My burger and coney dog arrived just as I was finishing my chili and losing what little interest I had in my salad. I examined the burger first, noting its quarter pound patty on a steamed sesame seed bun. It was topped only with the Daly Drive-In’s proprietary sauce which resembled salsa. My first bite yielded a flavor that was decidedly un-salsa like. It reminded me of pickle relish in texture, but with more than a hint of horseradish than pickles. I could immediately tell why there was nothing else on the burger. This was all the topping it needed. It was immensely flavorful and distinctive, unlike anything else I’ve encountered at any burger joint, including Miner-Dunn, who top their higher quality burgers with a lower quality relish. I even caught myself wishing that the Daly-Drive in sauce was what topped the West Coast style Big Boy instead of the glorified ketchup they call red relish.
|No sauce is more special than this.|
I moved onto the coney dog and found it topped with more Daly Made chili, this time without beans, and the yellow mustard and minced onions that are standard equipment on all coney dogs rolling off the assembly line in the Motor City. Predictably, it tasted like a Detroit style coney dog, but an especially well-executed one, with great blend of classically bold flavors and distinctive textures, all on a bun that didn’t fall apart as I ate it. I honestly don’t remember the last time I’d had a Detroit dog that good.
|The Daily Drive-In is my new favorite spot for Detroit style coney dogs.|
As I was settling my bill and walking back out to my car, it occurred to me that what made the Daly Drive-In good in December of 2019 were likely the same things that made the first one a hit in the summer of ‘48, the special sauce sauce, the chili, and the shakes.
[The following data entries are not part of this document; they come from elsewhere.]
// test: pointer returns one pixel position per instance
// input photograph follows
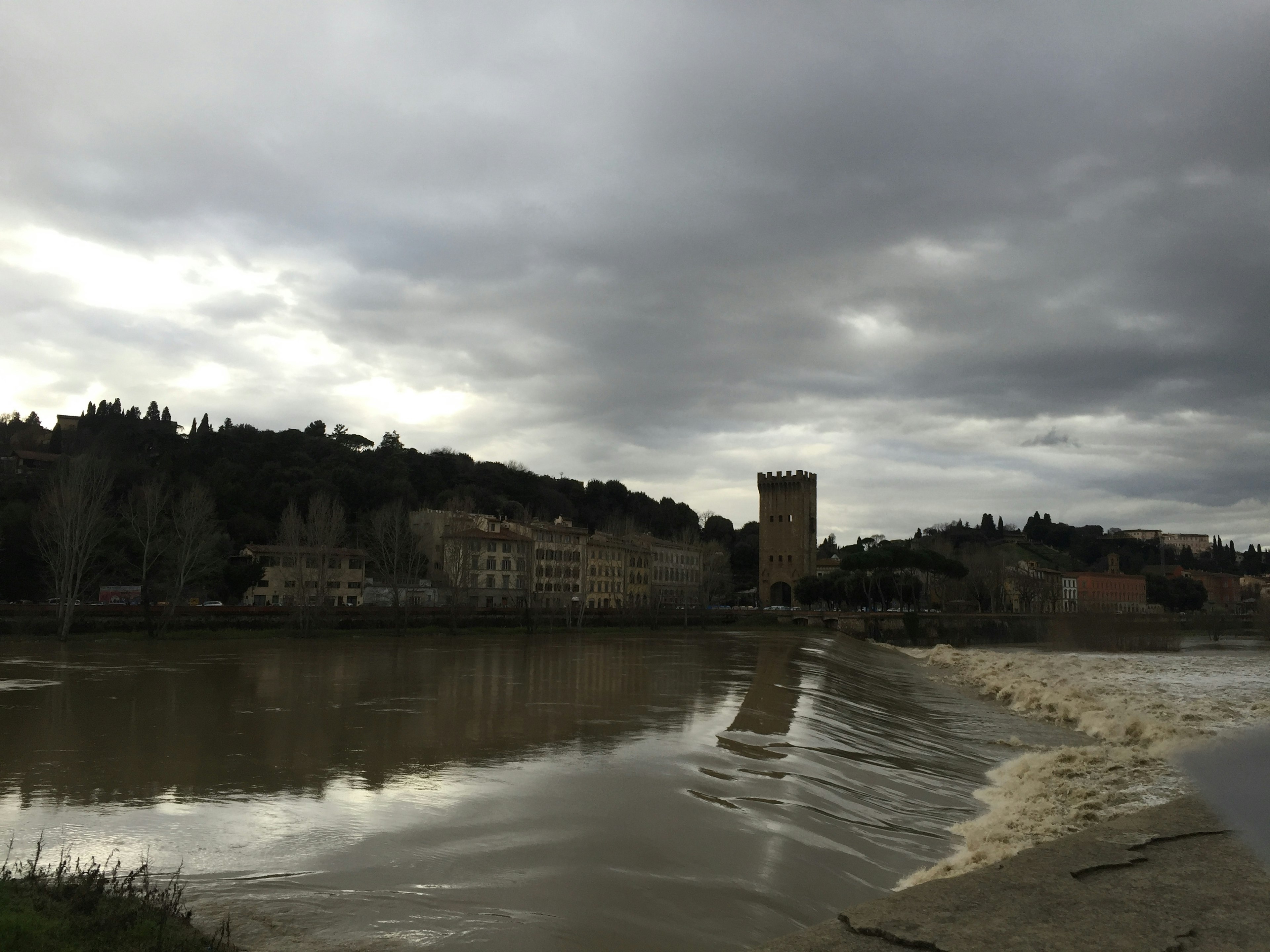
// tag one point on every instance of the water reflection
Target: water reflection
(703, 793)
(136, 723)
The salad bar wasn’t good because it didn’t have to be. It’s the classic drive-in food that gets people in the Daly habit and has for the past six decades, as drive-ins have become increasingly irrelevant and fortunes changed for the people of Metro Detroit. The salad bar was surely added in the '70s or '80s when salad bars were fashionable, and today only serves as a reminder of that time, when the poverty, crime, and blight that became closely associated with the city as the booming postwar economy faded, breaking Metro Detroit’s native drive-in chain in the process.
Like all the places I visit, the Daly Drive-In has stood the test of time and survived against all odds. Today it serves as a window to a different time to weirdos like me who appreciate such things and as a fun place to grab a decent burger and a shake for regular unpretentious people who don't feel the need to write flowery prose about outdated burger joints or memorialize recently departed steakhouses.